20th Century Women (2016)

Directed by Mike Mills. Starring Annette Bening, Lucas Jade Zumann, Greta Gerwig, Elle Fanning, Billy Crudup, Alison Elliott, Thea Gill. [R]

Filmmaker Mills’ most thematically and cinematically ambitious effort to date is (like Beginners) inspired in part by his own life experiences. Jamie Fields (Zumann) is a SoCal teenager in the late-70s with a single mom (Bening) who had him when she was forty and is an “old school” free spirit who feels so disconnected from her son and the constantly-changing social attitudes, she looks to her young-adult tenant (Gerwig) to help raise and instruct him.
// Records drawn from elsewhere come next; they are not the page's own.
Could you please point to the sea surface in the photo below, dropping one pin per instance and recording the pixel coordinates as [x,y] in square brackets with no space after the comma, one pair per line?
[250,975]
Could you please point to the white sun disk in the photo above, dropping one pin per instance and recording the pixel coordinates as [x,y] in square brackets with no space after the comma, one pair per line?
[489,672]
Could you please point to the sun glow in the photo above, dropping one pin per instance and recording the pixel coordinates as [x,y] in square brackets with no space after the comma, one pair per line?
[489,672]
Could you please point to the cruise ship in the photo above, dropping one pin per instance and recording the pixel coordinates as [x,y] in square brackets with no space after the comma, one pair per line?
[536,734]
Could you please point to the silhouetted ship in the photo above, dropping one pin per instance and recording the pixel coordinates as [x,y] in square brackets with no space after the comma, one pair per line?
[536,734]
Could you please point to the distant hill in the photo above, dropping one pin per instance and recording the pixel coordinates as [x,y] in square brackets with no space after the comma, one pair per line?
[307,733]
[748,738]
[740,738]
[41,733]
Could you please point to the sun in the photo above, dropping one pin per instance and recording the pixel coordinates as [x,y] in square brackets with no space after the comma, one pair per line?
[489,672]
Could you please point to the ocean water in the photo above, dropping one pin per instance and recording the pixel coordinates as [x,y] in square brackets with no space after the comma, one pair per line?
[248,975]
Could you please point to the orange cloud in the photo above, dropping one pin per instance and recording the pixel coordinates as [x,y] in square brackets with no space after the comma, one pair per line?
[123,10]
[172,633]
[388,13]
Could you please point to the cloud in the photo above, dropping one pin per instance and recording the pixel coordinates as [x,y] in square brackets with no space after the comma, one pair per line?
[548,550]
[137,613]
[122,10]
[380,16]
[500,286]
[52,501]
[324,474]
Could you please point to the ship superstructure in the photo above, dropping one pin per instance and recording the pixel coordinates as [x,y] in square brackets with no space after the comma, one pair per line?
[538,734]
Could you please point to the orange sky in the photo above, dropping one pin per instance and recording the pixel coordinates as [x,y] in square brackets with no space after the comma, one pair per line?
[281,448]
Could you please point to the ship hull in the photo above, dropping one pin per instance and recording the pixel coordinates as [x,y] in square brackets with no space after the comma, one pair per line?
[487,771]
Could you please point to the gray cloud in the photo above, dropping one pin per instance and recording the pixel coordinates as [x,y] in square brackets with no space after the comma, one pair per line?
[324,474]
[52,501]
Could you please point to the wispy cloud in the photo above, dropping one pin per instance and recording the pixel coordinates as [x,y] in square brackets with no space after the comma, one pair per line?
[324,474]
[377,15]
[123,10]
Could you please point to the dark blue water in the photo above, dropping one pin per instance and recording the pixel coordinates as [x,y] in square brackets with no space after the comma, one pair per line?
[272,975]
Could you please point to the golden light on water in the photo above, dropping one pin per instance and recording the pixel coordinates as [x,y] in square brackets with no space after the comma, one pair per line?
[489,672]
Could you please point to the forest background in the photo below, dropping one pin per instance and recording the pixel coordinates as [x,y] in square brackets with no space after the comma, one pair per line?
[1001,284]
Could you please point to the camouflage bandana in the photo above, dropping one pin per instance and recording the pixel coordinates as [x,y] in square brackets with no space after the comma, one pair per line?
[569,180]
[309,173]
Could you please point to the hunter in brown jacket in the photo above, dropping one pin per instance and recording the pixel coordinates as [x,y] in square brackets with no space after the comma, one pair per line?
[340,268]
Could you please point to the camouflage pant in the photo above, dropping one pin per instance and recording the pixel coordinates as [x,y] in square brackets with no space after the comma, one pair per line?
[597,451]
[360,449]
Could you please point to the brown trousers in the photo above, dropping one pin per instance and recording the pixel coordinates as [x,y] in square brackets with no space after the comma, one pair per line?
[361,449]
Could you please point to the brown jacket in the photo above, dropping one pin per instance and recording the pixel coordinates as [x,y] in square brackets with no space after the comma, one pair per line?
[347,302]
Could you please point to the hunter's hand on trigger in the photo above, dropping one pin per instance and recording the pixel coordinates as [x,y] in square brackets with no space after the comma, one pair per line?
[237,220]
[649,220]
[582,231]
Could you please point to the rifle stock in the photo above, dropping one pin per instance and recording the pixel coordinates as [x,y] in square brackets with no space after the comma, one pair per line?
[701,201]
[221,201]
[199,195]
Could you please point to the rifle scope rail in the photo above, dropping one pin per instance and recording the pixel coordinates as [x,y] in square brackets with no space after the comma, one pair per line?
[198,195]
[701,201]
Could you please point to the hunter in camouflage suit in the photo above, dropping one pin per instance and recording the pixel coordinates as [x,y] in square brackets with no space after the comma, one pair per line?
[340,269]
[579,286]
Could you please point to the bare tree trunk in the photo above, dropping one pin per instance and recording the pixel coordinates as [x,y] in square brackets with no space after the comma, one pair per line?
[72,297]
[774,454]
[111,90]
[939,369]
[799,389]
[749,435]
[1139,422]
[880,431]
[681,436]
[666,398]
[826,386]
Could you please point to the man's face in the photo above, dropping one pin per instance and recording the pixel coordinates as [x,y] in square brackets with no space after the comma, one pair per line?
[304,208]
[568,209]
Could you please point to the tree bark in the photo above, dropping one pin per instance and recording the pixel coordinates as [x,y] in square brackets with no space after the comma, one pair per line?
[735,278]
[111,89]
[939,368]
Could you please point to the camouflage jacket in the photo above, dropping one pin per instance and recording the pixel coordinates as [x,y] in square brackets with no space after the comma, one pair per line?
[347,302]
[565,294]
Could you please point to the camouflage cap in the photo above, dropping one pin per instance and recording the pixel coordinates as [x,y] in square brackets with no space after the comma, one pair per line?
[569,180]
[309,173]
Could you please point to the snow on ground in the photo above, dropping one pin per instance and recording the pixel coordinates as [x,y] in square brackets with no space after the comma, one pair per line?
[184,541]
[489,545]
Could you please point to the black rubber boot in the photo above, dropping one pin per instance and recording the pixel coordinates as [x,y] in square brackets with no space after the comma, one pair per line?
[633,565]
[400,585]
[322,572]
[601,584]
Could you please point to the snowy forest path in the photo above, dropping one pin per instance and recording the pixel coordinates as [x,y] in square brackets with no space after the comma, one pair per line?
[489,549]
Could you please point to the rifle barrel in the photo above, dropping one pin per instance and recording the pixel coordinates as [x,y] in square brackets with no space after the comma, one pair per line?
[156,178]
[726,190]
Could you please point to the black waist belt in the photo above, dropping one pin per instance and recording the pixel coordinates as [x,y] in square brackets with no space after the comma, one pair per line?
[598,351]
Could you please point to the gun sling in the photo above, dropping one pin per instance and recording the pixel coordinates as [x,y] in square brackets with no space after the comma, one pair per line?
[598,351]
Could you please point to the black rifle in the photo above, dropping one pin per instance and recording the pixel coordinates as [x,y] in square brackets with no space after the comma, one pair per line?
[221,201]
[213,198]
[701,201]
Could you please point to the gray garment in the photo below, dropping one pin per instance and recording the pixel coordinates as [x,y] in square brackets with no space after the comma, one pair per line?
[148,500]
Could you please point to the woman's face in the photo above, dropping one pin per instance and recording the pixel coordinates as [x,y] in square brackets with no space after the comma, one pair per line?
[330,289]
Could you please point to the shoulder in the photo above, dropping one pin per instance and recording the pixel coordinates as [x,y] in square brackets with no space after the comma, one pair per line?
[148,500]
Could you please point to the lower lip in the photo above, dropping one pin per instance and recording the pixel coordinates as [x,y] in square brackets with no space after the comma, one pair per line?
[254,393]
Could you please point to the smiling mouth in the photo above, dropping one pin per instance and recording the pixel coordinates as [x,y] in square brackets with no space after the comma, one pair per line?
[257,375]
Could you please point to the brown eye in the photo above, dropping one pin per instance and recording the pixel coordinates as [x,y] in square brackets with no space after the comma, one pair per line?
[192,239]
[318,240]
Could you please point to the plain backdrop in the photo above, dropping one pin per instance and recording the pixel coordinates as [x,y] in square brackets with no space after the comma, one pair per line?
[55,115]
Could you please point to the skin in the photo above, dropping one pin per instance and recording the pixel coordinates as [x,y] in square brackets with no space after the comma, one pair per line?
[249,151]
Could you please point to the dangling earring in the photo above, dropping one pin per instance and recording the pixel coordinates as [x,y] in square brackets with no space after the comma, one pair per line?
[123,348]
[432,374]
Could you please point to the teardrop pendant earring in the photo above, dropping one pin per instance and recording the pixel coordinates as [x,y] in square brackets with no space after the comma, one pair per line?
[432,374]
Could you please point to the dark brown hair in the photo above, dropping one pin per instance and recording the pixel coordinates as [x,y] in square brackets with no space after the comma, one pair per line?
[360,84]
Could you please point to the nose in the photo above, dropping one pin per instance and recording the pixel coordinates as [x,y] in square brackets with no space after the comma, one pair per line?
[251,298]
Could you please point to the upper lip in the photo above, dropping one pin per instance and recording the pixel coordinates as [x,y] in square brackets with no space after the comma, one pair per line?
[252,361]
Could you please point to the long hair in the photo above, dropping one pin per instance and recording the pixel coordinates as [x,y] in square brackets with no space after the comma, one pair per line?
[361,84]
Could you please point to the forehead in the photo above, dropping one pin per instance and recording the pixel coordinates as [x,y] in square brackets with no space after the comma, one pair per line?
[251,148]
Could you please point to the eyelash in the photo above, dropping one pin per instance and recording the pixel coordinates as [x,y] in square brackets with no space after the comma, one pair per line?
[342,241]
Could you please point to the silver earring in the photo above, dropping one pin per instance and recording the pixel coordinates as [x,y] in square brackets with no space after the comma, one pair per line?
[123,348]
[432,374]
Observant and poignant and unafraid to be messy—in its own way, just as flawed as Thumbsucker and Beginners were, but much more assured in its approach and fascinating in its sprawling reach—and it’s one of those coming-of-age-style narratives that not only uses time and place for its evocative qualities rather than a referential road map, but also truly, yet subtly, builds as it goes, sharply etching its major characters with the sort of details rarely seen outside of dense classic lit. Zumann’s passivity for the lion’s share is of a piece, and makes it a little hard to believe his rebellious and self-confident moments, but Bening is terrifically distinct yet complex; based on the title, should it be any surprise the females in the kid’s life tend to be the more intriguing and vivdly-developed characters? Roger Neill’s ambient score borders on the exquisite, and the soundtrack is packed with cool tunes from cool artists (Talking Heads, Suicide, the Clash, Bowie, Siouxsie Sioux, Black Flag, etc.). Alia Shawkat has a minor role.